Specifically, in program 1, the variable b contains no data, which is unexpected. In program 2, the lag function works as expected.
/*Program 1*/
data lagtest;
a = 1;
b=lag(a);
output;
a = 2;
b= lag(a);
output;
a = 3;
b= lag(a);
output;
run;
/*Program 2*/
data lagtest2;
input a;
datalines;
1
2
3
;
run;
data lagtest2;
set lagtest2;
b= lag(a);
run;
I've been reading about the lag function, but can't find references to its use in a datastep that does not take an input dataset.
Thanks very much for any help.
Keith's roughly correct in that the correct approach is what he shows, but the reasoning isn't accurate. LAG
works on data; input and output is irrelevant (and not really a meaningful distinction). It is, in fact, quite possible to make this work with only programmatically provided data.
data lagtest;
do a=1 to 3;
b=lag(a);
output;
end;
run;
Similarly, it's possible to make the second example not work, with a somewhat absurd example:
data lagtest2;
p=1;
set lagtest2 point=p;
b= lag(a);
output;
p=2;
set lagtest2 point=p;
b=lag(a);
output;
p=3;
set lagtest2 point=p;
b=lag(a);
output;
stop;
run;
The reason the first example doesn't work isn't the source of data; it's the number of lag calls. One of the most common mistakes is to believe that lag
retrieves a value from previous record; that isn't true. The way lag
works is that each call to lag
creates a queue. Each time that lag statement is encountered, whatever value is in the argument is pushed onto the queue, and if the queue is at least the defined length+1 long, the value at the front of the queue is popped off. (For lag
or lag1
, the queue must be 2 long; for lag2
it must be 3 long; etc. - ie, the number of the function plus the value just popped on).

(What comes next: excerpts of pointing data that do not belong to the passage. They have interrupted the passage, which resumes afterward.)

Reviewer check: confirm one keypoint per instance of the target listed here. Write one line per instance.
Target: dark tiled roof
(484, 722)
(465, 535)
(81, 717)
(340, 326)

In your first example, you call lag
three times, so three separate queues are created, and none of them ever are called a second time. In your second example, you call lag
once, so one queue is created, and it is called three times.
The LAG function works on input data, not output data. In your first example there is no input data, just output, therefore the lag value is always blank.
In your second example you don't need the 2 sections of code, you could just put :
data lagtest2;
input a;
b= lag(a);
datalines;
1
2
3
;
run;